It’s easy in some ways to consider Terence Davies’ 1988 feature Distant Voices to act as the fictional counterpart to his astounding 2008 documentary “Of Time and the City“, that focuses on his experiences growing up as an awkward, misfit child in 1950’s working class Liverpool. Voices however does not portray the personal dealings and trauma that Davies went through as a homosexual youth confined to employment within the conservative Catholic church; but instead revolves around the sad tale of an entombed family, confined by traditionalist ideology – one that Davies uses his personal experiences to draw up from and chillingly recreate.
The result is perhaps one of the most strikingly beautiful and poetic films to have been released in the last fifty years, not just for its stellar performances by the likes of Pete Posthlewaite; but also for the enticingly delicate way in which the story is unraveled to us, the audience. Distant Voices works as a two part story with Voices revolving around the world of a family ruled under the iron fist of a resoundingly disgusting father, (played by Posthlewaite) who tortures every member of the nuclear unit until his death. Set during the backdrop of the Blitz, Voices is an incredibly tough story to digest, opening slowly with an strikingly visual introduction to the world of working class Liverpudlian cobblestone streets; only to then cut to a scene of the father beating his eldest daughter for asking him if she can go to a dance.

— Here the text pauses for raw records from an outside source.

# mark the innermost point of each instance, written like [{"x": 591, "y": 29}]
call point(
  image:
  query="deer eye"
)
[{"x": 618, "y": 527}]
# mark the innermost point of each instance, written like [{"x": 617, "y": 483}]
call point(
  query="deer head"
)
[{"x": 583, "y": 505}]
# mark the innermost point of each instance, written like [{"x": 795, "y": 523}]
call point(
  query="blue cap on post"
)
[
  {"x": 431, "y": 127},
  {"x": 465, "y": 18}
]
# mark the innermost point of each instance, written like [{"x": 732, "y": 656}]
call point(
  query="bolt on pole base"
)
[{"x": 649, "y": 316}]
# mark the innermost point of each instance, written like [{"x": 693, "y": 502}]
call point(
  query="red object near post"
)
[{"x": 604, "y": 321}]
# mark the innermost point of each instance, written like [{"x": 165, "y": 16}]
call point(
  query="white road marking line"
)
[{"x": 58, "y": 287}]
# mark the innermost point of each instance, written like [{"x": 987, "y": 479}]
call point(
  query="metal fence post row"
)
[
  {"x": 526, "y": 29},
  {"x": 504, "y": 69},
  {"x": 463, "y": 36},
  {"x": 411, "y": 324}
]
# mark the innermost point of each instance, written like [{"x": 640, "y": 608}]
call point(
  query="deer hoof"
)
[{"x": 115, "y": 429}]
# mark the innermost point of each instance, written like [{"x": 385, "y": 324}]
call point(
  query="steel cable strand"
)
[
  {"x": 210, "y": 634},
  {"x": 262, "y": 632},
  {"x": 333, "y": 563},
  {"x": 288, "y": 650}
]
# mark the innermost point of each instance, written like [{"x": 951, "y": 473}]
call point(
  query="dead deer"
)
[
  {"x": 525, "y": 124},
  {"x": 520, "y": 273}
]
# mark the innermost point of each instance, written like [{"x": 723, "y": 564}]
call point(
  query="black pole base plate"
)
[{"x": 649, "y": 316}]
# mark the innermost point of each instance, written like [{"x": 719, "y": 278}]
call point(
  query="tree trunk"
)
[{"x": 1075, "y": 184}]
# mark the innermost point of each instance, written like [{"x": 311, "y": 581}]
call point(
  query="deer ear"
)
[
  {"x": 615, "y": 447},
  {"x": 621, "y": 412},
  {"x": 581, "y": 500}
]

Still Lives is the second part of the film and could be argued as being just as horrid as the first even with the fathers passing, since the oppressed family, now free of the confines of such patriarchal dominance, are still trapped within the oppressive world of 1950’s Britain. Both films act as a form of lyrical poetry. The use of songs is heavy and visually presented to wondrous effect, capturing the true sense of community that a Britain of the past once had. The “dull” routine of ordinary life for the poor of the country is also amazingly detailed, contributing to the overall believability of the world Davies wishes to show us.
You can almost sense whilst viewing Distant Voices that this is a work of great personal significance to the filmmaker. Nothing of what would be deemed as the ‘ordinary” from the time period is spared from the screen. The use of cinematography, editing and production design not only just recreates the world of a recovering yet still crippled England, but also makes you as a viewer feel welcomed by it. Davies’ incredibly astute use of well chosen songs from times gone by will put a smile of anyone’s face, whilst the growing attachment we begin to feel for the surviving family after Posthelwaite’s death eventually becomes almost unbearable in itself as the happiness the characters in such a personal story experience is only a faint smokescreen; blanketing the real horrors of the working class situation in such a bleak period. Perhaps Davies’ best fictional work, one immediately feels sorry that such a talented individual suffered so much before his voice could be heard; then again that could very well be the sad price to pay for such great emotional talent, no?